Source: Khabrein.info

Contrary to widespread misperception that 6th Pay Commission will
have adverse impact on India’s economy, a report says that it wouldn’t
have any negative impact. The report comes at a time when many
economists and analysts both with India and abroad had said that it
will be increase deficit and may aggravate inflation.

Central government that is all set to issue notification for the
implementation of the pay panel recommendations must have heaved a sigh
of relief over the finding of Fitch Ratings India.

The Fitch Ratings India’s finding totally negates the economists who
had been ranting that it will be counter productive for the nation and
that it will be very difficult for the country to absorb the financial
impact of the increased pending on the pay panel implementation.

Around 5.5 million central government employees are going to benefit
from the pay panel recommendations. A larger number of state government
employees too will benefit from the recommendations if their respective
state governments implement the recommendations.

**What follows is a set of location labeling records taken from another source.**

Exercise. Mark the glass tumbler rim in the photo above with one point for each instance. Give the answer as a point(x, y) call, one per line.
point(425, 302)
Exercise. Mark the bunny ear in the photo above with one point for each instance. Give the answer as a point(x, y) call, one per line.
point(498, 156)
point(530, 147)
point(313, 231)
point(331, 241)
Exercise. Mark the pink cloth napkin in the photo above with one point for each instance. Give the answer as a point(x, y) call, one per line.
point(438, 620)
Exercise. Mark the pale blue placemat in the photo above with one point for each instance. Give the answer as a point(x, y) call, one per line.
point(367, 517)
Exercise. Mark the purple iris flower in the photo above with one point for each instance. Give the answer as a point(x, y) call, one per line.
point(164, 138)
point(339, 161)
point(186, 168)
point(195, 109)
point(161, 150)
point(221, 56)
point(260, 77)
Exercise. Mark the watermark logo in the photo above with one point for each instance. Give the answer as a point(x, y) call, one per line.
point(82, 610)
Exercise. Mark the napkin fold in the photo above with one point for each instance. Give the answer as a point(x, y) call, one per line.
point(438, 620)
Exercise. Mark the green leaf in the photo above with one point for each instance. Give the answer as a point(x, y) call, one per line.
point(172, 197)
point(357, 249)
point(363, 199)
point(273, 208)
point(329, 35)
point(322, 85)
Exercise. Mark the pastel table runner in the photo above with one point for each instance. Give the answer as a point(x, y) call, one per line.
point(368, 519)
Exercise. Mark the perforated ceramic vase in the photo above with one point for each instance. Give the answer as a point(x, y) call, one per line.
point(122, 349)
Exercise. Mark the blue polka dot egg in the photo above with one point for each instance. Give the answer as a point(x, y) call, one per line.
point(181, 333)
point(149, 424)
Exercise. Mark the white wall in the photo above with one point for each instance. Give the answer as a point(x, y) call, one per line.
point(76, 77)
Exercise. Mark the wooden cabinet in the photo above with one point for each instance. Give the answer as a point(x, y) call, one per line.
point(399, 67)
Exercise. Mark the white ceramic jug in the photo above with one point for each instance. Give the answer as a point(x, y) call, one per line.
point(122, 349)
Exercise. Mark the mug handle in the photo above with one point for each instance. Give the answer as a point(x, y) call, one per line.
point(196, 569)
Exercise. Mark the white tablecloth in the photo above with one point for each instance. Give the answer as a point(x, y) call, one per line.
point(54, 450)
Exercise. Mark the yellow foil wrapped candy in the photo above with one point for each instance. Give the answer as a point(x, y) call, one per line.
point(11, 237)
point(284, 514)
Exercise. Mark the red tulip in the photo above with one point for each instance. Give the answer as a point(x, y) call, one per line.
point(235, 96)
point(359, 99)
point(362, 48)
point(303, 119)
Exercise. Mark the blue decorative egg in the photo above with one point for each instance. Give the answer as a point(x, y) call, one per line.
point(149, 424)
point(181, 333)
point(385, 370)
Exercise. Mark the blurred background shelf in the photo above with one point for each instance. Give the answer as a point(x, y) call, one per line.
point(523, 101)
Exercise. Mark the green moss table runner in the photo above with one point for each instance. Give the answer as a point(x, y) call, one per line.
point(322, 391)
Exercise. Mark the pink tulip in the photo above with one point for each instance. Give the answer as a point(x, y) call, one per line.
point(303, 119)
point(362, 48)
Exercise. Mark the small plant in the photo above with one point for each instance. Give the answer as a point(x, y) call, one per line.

It is estimated that the wage hike would increase the financial
implication for the Centre by Rs 17,798 crore annually and the arrears
with effect from January 2006 would cost Rs 29,373 crore, Information
and Broadcasting Minister P R Dasmunsi told reporters after the Cabinet
meeting. The financial implication of Pay Commission on the General
Budget would be Rs 15,717 crore and Rs 6414 crore on Railway Budget in
2008-09. The government’s present salary bill is over Rs 70,000 crore
and the pension bill is over Rs 30,000 crore.

Dr Devendra K. Pant of Fitch Ratings India says, “In 1997, the fiscal
situation was grimmer for Indian states when increased expenditure on
wages and salaries resulted in increased borrowing, engulfing some
states in a fiscal crisis and trapping them in a vicious cycle of debt”.